Échographie du segment antérieur par UBM
L'échographie du segment antérieur par UBM est souvent plus contributive que l'exploration par OCT, notamment en cas de perte de transparence de la cornée, de Tyndall inflammatoire ou hémorragique (fig. 65-11
Fig. 65-11Opacités de la chambre antérieure. a. L'examen par UBM montre de nombreux échos dans la chambre antérieure liés à un hyphéma qui limite l'examen à la lampe à fente. L'examen permet d'éliminer la présence d'une lésion irienne, mais le corps ciliaire est engainé avec des limites peu visibles. b. L'examen montre un implant de chambre postérieure.
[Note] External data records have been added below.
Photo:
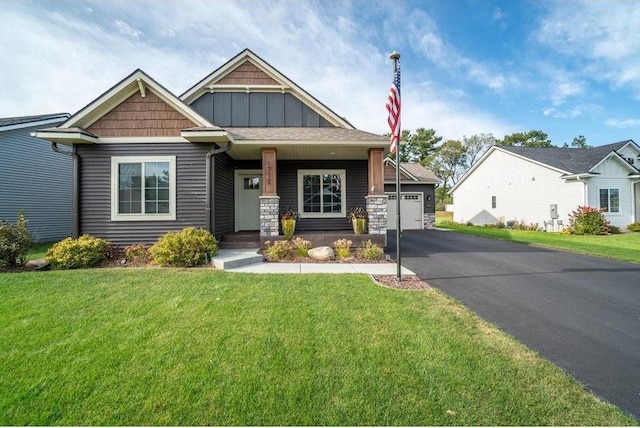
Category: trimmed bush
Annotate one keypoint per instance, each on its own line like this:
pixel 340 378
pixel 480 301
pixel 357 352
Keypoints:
pixel 189 247
pixel 301 247
pixel 634 227
pixel 343 248
pixel 84 252
pixel 588 221
pixel 15 241
pixel 370 250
L'exploration par UBM de l'angle iridocornéen, en cas d'inflammation, peut montrer un risque de fermeture de l'angle, des synéchies périphériques antérieures ou d'autres modifications de l'angle (fig. 65-12
Fig. 65-12Analyse du segment antérieur par UBM chez un patient opéré de décollement de rétine avec silicone et inflammation chronique. a. L'examen montre des synéchies iridocristalliniennes avec un iris bombé et un important bloc pupillaire. b. Le corps ciliaire est engainé, avec plusieurs membranes dans le vitré antérieur.
Les coupes focalisées sur l'iris montrent parfois un épaississement localisé ou une modification de l'échogénicité irienne, parfois responsable de l'inflammation, comme en cas de sarcoïdose.
Analyse des structures en arrière de l'iris (cristallin, corps ciliaire et pars plana)
L'UBM apporte des arguments de diagnostic et analyse les complications [16] : engainement ou granulomes du corps ciliaire, décollement supraciliaire (effusion uvéale) [ 17], hyalite antérieure, etc. (fig. 65-13
Fig. 65-13L'angle est ouvert, mais il existe un décollement supraciliaire sur tous les quadrants, minime sur l'œil droit (a, b) et très important sur l'œil gauche (c, d). Il n'y a pas de lésion inflammatoire sur les corps ciliaires.
Tous ces éléments sont très utiles pour caractériser le type d'infection intraoculaire, orienter le diagnostic et guider la prise en charge thérapeutique ainsi que le suivi évolutif.
Conclusion
Dans les inflammations oculaires, l'échographie prend le relais des examens optiques inopérants en cas de perte de transparence des milieux ou de mauvaise coopération du patient, mais aussi pour l'exploration de la périphérie rétinienne. Le bilan échographique anatomique initial doit être complet, avec la possibilité de suivi de l'évolution sous traitement.
Le segment postérieur est exploré avec une sonde classique de 10 MHz, puis avec une sonde de 20 MHz pour une meilleure analyse des relations vitréorétiniennes et de la paroi (sclère, choroïde, rétine périphérique, papille, nerf optique, etc.). Une mesure de la longueur axiale en biométrie en mode B est utile pour le calcul d'implant et pour le suivi d'un risque de phtyse oculaire.
La visualisation de l'orbite antérieure permet un bilan d'approche des lésions, à compléter par un examen radiologique.
L'exploration par UBM (30 à 50 MHz) du segment antérieur montre l'état de l'angle, des procès ciliaires, de la pars plana, de la périphérie rétinienne et du vitré antérieur.
L'examen ultrasonore est donc indispensable en cas d'inflammation en complément de l'examen par les systèmes optiques.